In fact, some nannies view camming as an insurance policy of their own.
"I'm all for cameras," says Mary, 23, an Irish nanny who has been in the States for four years and currently works for a family in Manhattan. "The way I see it, it's covering my back, too."
A few years ago, Mary says, she took a job for a family knowing that there was a camera in the house. The couple who hired her didn't tell her and had no idea that Mary knew it was there. She'd been tipped off by the family's prior nanny.
"I was actually glad it was there because one of the kids had attention deficit disorder and she was constantly beating up on her younger sister," says Mary. "One day, the older one pushed the younger one and the younger one pushed her back and they both turned to me and said, 'We're telling my mommy you hit us.' I was like, oh my God. So in that case it was excellent that it was there."
Mary, who now works for a couple she calls her "best friends," says she'd be hurt if her current employers installed a camera without telling her because it would indicate a lack of trust, but if they put one in and told her, she says, she'd be "quite happy."

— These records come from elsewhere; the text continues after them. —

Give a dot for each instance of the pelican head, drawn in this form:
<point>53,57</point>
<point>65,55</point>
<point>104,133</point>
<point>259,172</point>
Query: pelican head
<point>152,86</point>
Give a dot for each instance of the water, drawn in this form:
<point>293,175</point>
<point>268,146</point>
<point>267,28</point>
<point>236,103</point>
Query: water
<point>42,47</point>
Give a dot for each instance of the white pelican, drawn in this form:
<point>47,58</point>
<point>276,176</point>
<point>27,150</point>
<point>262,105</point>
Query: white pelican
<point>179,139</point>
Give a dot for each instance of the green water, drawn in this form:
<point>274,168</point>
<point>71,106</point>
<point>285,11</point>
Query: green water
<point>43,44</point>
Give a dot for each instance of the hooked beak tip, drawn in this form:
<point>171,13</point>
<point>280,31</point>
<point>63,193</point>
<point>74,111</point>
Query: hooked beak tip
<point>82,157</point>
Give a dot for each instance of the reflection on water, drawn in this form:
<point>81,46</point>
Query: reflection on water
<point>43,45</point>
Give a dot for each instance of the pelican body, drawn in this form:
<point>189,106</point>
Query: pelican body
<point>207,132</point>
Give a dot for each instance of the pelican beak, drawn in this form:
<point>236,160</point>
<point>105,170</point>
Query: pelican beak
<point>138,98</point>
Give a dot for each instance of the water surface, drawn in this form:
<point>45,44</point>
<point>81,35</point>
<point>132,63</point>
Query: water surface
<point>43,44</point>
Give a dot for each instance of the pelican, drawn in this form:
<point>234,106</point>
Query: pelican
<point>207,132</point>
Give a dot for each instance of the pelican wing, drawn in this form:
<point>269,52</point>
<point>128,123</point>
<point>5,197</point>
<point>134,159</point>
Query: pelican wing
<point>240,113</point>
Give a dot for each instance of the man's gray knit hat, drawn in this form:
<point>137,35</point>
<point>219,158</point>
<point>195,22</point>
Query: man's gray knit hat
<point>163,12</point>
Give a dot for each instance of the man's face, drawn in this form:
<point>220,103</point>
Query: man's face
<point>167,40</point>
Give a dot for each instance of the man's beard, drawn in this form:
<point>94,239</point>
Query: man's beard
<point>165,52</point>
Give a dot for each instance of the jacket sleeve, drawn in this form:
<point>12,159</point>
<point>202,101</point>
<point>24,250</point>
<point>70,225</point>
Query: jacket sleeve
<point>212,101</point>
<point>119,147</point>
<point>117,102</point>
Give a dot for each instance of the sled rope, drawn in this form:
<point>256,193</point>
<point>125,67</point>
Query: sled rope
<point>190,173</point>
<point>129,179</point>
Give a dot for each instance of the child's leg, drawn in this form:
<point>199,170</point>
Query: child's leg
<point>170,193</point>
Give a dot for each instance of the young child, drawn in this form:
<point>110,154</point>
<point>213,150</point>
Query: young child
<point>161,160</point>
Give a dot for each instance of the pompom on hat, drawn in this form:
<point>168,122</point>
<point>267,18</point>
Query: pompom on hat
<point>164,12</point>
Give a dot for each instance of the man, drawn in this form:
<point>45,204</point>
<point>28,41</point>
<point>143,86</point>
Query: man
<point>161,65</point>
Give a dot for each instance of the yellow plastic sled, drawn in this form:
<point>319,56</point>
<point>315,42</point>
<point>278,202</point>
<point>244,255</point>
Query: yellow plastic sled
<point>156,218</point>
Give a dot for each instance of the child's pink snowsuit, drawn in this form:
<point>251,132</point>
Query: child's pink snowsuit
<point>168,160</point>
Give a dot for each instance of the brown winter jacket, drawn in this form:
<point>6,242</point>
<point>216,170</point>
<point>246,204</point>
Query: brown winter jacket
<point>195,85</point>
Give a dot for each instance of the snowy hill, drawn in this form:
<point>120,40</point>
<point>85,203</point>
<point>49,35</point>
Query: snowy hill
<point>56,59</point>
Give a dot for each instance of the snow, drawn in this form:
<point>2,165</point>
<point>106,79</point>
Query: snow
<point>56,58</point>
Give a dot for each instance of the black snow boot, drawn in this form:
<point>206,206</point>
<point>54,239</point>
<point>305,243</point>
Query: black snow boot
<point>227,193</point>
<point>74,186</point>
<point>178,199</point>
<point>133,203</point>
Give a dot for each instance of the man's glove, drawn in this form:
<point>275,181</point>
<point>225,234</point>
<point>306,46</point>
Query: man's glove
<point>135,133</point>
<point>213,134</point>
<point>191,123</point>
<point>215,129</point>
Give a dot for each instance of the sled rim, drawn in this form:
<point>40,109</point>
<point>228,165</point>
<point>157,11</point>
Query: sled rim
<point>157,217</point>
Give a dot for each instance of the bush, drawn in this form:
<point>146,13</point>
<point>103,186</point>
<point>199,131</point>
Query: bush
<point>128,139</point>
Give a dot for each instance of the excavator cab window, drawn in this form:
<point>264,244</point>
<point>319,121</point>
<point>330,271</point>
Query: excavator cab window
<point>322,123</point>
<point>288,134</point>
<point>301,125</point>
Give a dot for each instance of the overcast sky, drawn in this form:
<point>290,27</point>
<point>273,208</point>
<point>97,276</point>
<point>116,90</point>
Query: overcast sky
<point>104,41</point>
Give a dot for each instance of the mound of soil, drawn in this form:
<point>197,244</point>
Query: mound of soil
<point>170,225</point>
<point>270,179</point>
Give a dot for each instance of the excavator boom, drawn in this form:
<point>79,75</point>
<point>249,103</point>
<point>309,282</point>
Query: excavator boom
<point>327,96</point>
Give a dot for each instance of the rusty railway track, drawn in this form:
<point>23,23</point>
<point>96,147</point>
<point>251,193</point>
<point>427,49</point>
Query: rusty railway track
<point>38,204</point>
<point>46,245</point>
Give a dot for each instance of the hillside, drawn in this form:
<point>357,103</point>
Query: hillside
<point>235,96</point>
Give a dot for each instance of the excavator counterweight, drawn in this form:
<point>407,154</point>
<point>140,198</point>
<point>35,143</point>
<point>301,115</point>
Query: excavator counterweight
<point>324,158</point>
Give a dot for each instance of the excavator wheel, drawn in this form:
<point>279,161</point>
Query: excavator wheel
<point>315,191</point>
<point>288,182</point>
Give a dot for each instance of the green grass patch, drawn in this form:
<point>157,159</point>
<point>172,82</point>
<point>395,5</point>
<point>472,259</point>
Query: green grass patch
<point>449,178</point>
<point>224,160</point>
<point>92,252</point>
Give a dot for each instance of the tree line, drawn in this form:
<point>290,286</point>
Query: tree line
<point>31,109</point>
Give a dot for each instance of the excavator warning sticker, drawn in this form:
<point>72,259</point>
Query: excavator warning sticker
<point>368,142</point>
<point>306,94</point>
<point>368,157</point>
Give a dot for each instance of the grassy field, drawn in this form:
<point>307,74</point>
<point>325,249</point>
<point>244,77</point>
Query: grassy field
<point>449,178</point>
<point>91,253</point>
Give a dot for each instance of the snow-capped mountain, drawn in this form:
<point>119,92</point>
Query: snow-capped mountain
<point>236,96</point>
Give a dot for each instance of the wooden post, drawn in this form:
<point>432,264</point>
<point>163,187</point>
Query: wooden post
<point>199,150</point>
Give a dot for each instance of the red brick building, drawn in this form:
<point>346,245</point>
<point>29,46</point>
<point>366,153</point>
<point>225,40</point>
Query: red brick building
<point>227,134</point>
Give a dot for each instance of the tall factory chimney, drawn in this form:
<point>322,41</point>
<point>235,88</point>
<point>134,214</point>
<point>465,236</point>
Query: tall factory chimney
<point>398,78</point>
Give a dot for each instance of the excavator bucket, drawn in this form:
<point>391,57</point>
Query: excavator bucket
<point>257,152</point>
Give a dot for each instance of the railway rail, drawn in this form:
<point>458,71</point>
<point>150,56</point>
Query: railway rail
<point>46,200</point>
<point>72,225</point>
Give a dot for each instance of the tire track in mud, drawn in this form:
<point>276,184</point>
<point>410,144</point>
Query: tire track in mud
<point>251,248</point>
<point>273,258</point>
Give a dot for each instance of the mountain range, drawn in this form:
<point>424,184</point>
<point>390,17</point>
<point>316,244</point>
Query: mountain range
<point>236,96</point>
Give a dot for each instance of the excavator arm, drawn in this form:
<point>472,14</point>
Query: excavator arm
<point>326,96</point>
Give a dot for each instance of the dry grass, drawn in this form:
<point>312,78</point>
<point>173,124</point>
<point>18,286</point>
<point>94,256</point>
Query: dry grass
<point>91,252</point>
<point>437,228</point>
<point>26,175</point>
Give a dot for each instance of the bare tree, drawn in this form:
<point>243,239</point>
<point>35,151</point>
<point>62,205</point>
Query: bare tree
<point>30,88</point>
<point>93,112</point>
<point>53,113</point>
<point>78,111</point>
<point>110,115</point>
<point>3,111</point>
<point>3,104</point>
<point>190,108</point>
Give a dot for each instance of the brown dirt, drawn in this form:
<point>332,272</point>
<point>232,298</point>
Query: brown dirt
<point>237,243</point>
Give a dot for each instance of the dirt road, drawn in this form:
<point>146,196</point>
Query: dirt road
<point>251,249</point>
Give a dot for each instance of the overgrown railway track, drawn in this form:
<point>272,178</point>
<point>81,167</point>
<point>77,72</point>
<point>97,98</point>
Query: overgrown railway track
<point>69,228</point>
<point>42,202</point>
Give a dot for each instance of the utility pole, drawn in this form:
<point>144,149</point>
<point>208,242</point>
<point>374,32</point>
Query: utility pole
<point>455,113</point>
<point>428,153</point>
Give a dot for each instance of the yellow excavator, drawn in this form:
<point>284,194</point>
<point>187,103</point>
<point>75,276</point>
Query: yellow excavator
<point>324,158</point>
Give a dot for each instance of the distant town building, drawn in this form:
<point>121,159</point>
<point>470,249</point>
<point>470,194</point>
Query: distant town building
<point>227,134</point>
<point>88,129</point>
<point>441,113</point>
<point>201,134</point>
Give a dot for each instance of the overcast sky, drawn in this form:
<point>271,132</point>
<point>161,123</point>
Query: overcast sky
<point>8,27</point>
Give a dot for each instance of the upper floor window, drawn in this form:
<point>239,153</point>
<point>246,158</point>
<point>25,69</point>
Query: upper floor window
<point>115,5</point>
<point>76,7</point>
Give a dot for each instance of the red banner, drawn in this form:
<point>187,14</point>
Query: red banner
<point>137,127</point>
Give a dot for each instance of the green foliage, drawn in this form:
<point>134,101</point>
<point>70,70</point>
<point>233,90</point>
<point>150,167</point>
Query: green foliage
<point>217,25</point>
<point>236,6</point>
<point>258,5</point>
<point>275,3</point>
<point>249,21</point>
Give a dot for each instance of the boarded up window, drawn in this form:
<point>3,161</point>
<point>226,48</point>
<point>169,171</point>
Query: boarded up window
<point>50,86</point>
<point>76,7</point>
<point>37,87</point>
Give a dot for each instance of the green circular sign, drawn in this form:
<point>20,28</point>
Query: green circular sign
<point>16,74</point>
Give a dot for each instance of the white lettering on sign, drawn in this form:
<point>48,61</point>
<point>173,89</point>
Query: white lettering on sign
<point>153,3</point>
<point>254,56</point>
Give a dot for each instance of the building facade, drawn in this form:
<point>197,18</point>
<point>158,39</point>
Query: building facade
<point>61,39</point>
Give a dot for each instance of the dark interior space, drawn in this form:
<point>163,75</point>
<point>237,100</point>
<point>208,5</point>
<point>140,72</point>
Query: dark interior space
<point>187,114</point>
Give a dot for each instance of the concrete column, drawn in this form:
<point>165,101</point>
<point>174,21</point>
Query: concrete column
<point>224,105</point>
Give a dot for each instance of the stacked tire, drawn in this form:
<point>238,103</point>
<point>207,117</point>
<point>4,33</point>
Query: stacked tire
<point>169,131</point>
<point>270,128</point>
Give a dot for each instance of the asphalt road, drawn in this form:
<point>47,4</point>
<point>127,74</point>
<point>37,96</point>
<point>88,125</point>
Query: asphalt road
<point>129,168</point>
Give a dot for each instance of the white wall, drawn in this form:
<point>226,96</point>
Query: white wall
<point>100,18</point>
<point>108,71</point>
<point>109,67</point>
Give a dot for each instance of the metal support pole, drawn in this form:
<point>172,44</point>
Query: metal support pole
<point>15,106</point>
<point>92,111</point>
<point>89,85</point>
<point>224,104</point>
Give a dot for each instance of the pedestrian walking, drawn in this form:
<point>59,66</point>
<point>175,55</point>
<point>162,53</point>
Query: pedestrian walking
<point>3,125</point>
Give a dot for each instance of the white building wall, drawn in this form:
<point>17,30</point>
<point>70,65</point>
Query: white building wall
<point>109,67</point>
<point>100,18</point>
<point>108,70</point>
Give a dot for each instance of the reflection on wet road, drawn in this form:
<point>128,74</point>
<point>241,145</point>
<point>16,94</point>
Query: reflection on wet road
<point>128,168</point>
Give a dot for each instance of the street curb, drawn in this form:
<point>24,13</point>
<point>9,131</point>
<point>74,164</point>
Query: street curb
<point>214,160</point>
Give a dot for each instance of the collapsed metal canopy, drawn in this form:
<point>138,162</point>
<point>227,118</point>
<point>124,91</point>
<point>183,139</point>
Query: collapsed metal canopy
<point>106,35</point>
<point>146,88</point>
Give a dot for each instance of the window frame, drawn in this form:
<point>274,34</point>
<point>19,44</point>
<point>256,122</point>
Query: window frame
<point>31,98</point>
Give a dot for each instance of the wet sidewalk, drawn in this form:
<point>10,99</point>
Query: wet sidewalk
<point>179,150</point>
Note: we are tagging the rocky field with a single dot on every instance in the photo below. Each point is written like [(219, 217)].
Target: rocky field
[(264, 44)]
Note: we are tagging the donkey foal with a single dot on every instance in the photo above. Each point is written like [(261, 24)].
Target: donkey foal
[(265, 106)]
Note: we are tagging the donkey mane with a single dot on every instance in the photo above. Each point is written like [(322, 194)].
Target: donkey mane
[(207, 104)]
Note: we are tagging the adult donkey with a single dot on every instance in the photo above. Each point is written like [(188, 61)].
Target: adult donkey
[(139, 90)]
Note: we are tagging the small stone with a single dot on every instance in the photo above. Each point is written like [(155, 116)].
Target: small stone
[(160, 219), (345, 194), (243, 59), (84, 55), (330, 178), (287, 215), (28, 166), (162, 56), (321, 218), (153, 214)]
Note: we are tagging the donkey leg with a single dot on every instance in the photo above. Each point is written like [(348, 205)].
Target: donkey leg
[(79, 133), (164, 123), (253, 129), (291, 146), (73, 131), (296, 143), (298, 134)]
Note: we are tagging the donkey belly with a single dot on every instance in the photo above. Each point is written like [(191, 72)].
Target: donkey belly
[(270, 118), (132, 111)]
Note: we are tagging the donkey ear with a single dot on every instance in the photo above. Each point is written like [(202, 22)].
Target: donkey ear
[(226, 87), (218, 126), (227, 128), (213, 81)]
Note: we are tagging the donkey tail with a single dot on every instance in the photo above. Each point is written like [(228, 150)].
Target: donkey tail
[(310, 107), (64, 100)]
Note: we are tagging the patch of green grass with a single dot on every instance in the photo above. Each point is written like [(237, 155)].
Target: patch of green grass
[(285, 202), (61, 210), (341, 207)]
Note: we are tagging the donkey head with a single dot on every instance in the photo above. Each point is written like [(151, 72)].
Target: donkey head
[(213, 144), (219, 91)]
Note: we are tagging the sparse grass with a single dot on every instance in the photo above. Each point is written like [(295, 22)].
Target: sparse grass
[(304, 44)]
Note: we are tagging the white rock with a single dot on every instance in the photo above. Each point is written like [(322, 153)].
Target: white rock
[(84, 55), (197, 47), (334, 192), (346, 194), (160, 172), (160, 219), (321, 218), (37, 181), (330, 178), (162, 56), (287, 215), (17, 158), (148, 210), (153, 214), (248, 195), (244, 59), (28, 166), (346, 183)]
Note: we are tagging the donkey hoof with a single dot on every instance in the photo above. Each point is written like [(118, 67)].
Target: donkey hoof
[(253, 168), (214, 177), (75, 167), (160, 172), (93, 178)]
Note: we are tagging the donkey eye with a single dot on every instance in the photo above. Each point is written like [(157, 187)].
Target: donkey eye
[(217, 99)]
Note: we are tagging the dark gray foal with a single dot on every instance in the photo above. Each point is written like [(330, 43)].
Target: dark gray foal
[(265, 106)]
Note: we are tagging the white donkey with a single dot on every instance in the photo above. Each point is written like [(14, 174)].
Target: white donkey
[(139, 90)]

"To me, not being from the United States, I don't have a lot of rights in this country compared to what I would have in my own country. If there'd been a camera in the Louise Woodward case, they would have been able to pinpoint what happened to that little child," she says, alluding to the controversial case in which a British nanny was convicted of murdering the 8-month-old boy under her care (the charge was later reduced to involuntary manslaughter).
But not all nannies are as gung-ho about cameras as Mary. Take Paola Di Marco, 27, a nanny from Argentina who cares for small children for several families in Brooklyn. She says she can see the value of a camera to parents, but admits she'd be horrified -- for reasons that have nothing to do with her childcare skills -- if she found out she'd been secretly monitored by an employer.
"If nobody tells you there's a camera there," she says, "that's crossing a line."
Di Marco worries about parents watching her in private moments. For example, "sometimes I might hike up my panties when the kids are around because I know they don't care," she says. "But if I know that then his or her parents can see me do that? You have the right to control what someone sees you do."
Ultimately, Cascio says, if parents really do their research, hire well and watch for cues from their child, they won't "need to be sneaking around putting cameras on" their nannies.
But what about the Barrons? They interviewed, checked references, saw the nanny interacting well with their child. Could their situation have been avoided?
Jake says that in retrospect there were some red flags: the nanny's allusion to having had an abusive parent, the controlling husband who accompanied her to the interview, and the general feeling that Jake and Anna couldn't shake that something was not quite right. They might have overlooked these things, Jake admits, because they were so desperate for someone to care for Evan.
The next time the Barrons looked for a nanny, however, they played it safe. They hired a woman they knew, who had cared for a neighbor's child, and who they had seen interact with children for years. They loved her. Evan loved her. And no, they didn't cam her. Says Jake: "We just didn't feel the need."